Joseph Meek, being a brash and gregarious type of guy, thrived during these gatherings, beginning his ascent to a figure of American folklore. He was famed for his ability to tell a story, turning his near-lethal adventures in the forests into the stuff of grown-up fairy tales.

Meek would recount his tussles with terrifying bears and his violent skirmishes with Native American warriors. Meek himself married Native women a number of times. One of his wives was called Umentucken, which meant Mountain Lamb. She was once taken captive by another tribe, causing Meek to launch a daring rescue mission in which he charged into the tribe’s camp like an “avenging spirit”, to quote an early biography.

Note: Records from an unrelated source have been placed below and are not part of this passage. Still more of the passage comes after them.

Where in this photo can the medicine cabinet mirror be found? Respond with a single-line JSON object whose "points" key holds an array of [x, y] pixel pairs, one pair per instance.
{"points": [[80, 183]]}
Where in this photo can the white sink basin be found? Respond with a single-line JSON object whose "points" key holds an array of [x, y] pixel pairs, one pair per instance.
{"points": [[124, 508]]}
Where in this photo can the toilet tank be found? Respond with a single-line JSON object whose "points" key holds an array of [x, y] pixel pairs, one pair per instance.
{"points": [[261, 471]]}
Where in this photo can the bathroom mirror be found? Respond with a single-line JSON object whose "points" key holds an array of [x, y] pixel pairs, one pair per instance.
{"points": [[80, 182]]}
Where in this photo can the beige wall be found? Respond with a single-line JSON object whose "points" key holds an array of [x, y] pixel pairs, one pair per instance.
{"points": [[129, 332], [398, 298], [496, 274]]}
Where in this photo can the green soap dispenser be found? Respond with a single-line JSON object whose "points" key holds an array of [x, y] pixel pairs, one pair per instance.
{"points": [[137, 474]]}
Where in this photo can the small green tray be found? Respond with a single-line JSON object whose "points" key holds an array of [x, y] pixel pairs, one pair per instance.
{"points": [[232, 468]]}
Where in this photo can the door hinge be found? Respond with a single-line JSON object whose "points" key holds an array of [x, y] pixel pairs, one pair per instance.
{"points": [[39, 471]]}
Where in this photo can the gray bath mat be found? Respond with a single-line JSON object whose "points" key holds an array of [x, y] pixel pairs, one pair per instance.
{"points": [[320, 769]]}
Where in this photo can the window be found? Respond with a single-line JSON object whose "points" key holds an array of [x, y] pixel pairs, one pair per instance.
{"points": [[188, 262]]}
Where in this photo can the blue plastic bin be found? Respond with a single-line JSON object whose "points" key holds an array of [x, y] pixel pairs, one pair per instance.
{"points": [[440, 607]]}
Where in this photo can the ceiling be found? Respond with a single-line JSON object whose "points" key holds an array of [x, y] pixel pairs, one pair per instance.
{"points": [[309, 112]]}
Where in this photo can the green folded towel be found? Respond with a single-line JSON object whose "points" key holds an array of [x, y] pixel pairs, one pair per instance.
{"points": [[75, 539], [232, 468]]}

Umentucken was herself a fierce fighter. According to one account, she got into a row with another trapper named O’Fallen, who accused her of freeing two prisoners he’d purchased from a Native tribe to use as virtual slaves. Arriving with a whip in hand to punish Umentucken, O’Fallen found himself facing the barrel of a gun.

“Coward,” she said. “You would whip the wife of Meek. He is not here to defend me, not here to kill you, but I shall do that for myself.” O’Fallen begged for his life, much to the amusement of the rest of the camp.

Umentucken was later attacked and killed by a rival tribe, and Meek would marry another Native American woman, called Virginia. Like other mountain men who defied convention by marrying Native women, he had to ignore the sneering contempt of racially sensitive urbanites of the time. But it was with her that he eventually made the transition from mountain man to settler and politician. As fashion tastes changed and the demand for fur nosedived, Meek moved out to what is modern-day Oregon. By lobbying US officials, including the US president himself, Meek played a vital role in the region becoming a US state.

In this way, his life encompassed the evolution of the modern United States itself – he was there to experience the most dangerous days of the frontier, and he was there to experience the taming of those wild lands, before passing away peacefully in 1875 to take his place among the folk heroes of that era.